Casse-Noisette
L’alchimiste
Dernier des trois ballets de Piotr Ilitch Tchaikovsky, Casse-Noisette reste, au même titre que ses grands frères, une étape incontournable de la période romantique. Regorgeant de passages sublimes, la pièce vaut notamment pour son pas de deux et la danse de la Fée Dragée, première apparition majeure du Célesta dans le répertoire classique. Un point loin d’être anecdotique si l’on s’attarde, par la suite, sur l’emploi de l’instrument, notamment dans la musique de film.
En s’attelant à l’adaptation du conte d’Hoffmann, James Newton Howard s’imaginait bien qu’il devrait, dans son travail, incorporer l’œuvre du Russe. Un défi excitant et entièrement dans les cordes d’un habitué du fantastique et des contes (Peter Pan, Blanche-Neige et le chasseur, Maléfique), opérant encore, il y a quelques mois, sur une ouverture de ballet hypnotique (Red Sparrow). Restait une inconnue, laisserait-on au compositeur la latitude nécéssaire pour imposer son univers et insuffler à sa partition une réelle originalité ?
Philtre d'amour
Malgré ce qu’augurait la première piste de l’album, reprise directe de l’ouverture du ballet, James Newton Howard ne donne, par la suite, jamais l’impression de dissocier sa création du Casse-Noisette de Tchaikovsky. Au contraire, c’est en grand connaisseur de l’œuvre et avec malice que le compositeur intègre les passages de la pièce à sa partition, les diluants ad libitum jusqu’à tisser finalement un seul et même univers cohérent. Illustration de cette osmose, Clara’s New World, où l’air de la Fée Dragée introduit un des grands thèmes du film, avant de partir, à 2:28, vers une autre citation, La forêt de sapins en hiver. Au delà de la simple utilisation, c’est dans l’appropriation que transpire surtout l’amour d’Howard pour le génie du Russe.
Que les inconditionnels se rassurent, The Nutcracker and the Four Realms sort d’un moule tout à fait familier. Dans la gestion des chœurs, la mise en avant des bois où les incursions au piano, il se dégage de l’album une approche du féérique propre à Howard et commune à de nombreuses partitions, Maléfique en tête. On s’amuse d’ailleurs de quelques clins d’œil, celui à la saga Hunger Games dans les dernières secondes de Mouserinks reste parmi les plus savoureux, mettant en exergue l’inspiration d’alors. Un matelas moelleux qui n’interdit pas quelques tentatives. En écho à ce monde des jouets, Sugar Plum and Clara introduit, par exemple, un automatophone parfaitement à propos et un peu plus loin, The Polichinelles pourrait presque rejoindre certaines compositions détraquées de Danny Elfman.

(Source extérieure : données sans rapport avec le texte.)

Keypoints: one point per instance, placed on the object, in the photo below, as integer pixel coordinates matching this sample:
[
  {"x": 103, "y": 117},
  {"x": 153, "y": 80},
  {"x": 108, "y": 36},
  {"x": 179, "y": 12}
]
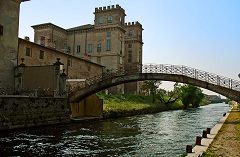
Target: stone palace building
[{"x": 109, "y": 42}]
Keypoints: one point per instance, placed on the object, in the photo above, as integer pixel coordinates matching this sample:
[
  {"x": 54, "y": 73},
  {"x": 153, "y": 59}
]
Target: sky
[{"x": 203, "y": 34}]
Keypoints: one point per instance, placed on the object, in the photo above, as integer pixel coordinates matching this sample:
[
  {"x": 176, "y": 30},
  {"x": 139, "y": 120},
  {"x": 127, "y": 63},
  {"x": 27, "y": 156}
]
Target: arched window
[
  {"x": 100, "y": 20},
  {"x": 109, "y": 19}
]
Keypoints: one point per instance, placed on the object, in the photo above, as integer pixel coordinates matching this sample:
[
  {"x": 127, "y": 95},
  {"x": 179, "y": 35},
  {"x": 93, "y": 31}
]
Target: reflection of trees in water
[{"x": 109, "y": 137}]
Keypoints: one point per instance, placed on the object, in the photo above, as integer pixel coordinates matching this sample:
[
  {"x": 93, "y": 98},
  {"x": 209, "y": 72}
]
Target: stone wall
[
  {"x": 23, "y": 111},
  {"x": 92, "y": 106},
  {"x": 9, "y": 17}
]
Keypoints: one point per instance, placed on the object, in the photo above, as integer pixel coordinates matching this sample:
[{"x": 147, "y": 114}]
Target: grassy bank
[{"x": 123, "y": 105}]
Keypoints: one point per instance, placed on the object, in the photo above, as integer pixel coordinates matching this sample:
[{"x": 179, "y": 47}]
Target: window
[
  {"x": 108, "y": 34},
  {"x": 1, "y": 29},
  {"x": 42, "y": 41},
  {"x": 130, "y": 33},
  {"x": 78, "y": 49},
  {"x": 108, "y": 44},
  {"x": 100, "y": 20},
  {"x": 99, "y": 47},
  {"x": 68, "y": 49},
  {"x": 28, "y": 51},
  {"x": 54, "y": 44},
  {"x": 89, "y": 67},
  {"x": 99, "y": 60},
  {"x": 120, "y": 60},
  {"x": 65, "y": 46},
  {"x": 89, "y": 50},
  {"x": 129, "y": 46},
  {"x": 109, "y": 19},
  {"x": 41, "y": 55},
  {"x": 129, "y": 56},
  {"x": 69, "y": 62}
]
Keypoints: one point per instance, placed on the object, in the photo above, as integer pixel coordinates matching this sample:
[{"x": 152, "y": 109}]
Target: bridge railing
[
  {"x": 192, "y": 73},
  {"x": 164, "y": 69}
]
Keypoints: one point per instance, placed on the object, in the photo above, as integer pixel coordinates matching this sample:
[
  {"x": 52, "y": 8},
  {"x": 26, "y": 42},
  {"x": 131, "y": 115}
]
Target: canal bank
[
  {"x": 123, "y": 105},
  {"x": 227, "y": 141},
  {"x": 141, "y": 135},
  {"x": 202, "y": 143}
]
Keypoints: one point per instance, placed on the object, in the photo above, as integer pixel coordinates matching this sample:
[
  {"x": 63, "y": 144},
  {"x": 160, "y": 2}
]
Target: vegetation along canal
[{"x": 160, "y": 134}]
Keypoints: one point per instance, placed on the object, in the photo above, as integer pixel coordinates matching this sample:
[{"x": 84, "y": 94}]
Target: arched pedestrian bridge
[{"x": 183, "y": 74}]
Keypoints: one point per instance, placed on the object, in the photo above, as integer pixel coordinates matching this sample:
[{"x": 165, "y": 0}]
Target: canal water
[{"x": 161, "y": 134}]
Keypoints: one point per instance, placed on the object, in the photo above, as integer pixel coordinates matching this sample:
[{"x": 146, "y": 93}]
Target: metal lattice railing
[{"x": 162, "y": 69}]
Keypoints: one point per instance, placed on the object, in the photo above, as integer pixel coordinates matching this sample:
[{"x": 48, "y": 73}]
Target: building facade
[
  {"x": 32, "y": 54},
  {"x": 9, "y": 21},
  {"x": 109, "y": 41}
]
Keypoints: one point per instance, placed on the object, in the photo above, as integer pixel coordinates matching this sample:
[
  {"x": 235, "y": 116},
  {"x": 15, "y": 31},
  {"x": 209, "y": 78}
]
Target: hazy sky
[{"x": 203, "y": 34}]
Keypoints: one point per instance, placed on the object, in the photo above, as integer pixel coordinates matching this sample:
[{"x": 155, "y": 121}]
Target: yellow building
[
  {"x": 109, "y": 41},
  {"x": 9, "y": 20}
]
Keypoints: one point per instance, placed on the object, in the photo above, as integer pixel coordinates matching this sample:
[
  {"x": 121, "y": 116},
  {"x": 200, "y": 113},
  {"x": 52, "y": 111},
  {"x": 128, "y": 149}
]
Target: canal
[{"x": 161, "y": 134}]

Finalement, il est presque souhaitable de découvrir le score loin d’une salle de cinéma. Très oubliable, alourdi par le jeu irritant de Keira Knightley, ce nouveau Disney ne vaut que pour ses deux magnifiques scènes de ballet. La première est une mise en abyme splendide, jetée en pâture à Clara, la deuxième, tout en jeu d’ombres, clôture très joliment l’aventure. Admirable travail d’alchimiste, ce Casse-Noisette mérite toute l’attention des amoureux de James Newton Howard et de Piotr Ilitch Tchaikovsky. À quelques jours de Noël, au pied des sapins verts, il devrait même séduire plus largement, petits et grands.
Casse-Noisette et les Quatre-Royaumes, bande originale de James Newton Howard, à retrouver en physique chez Universal Music.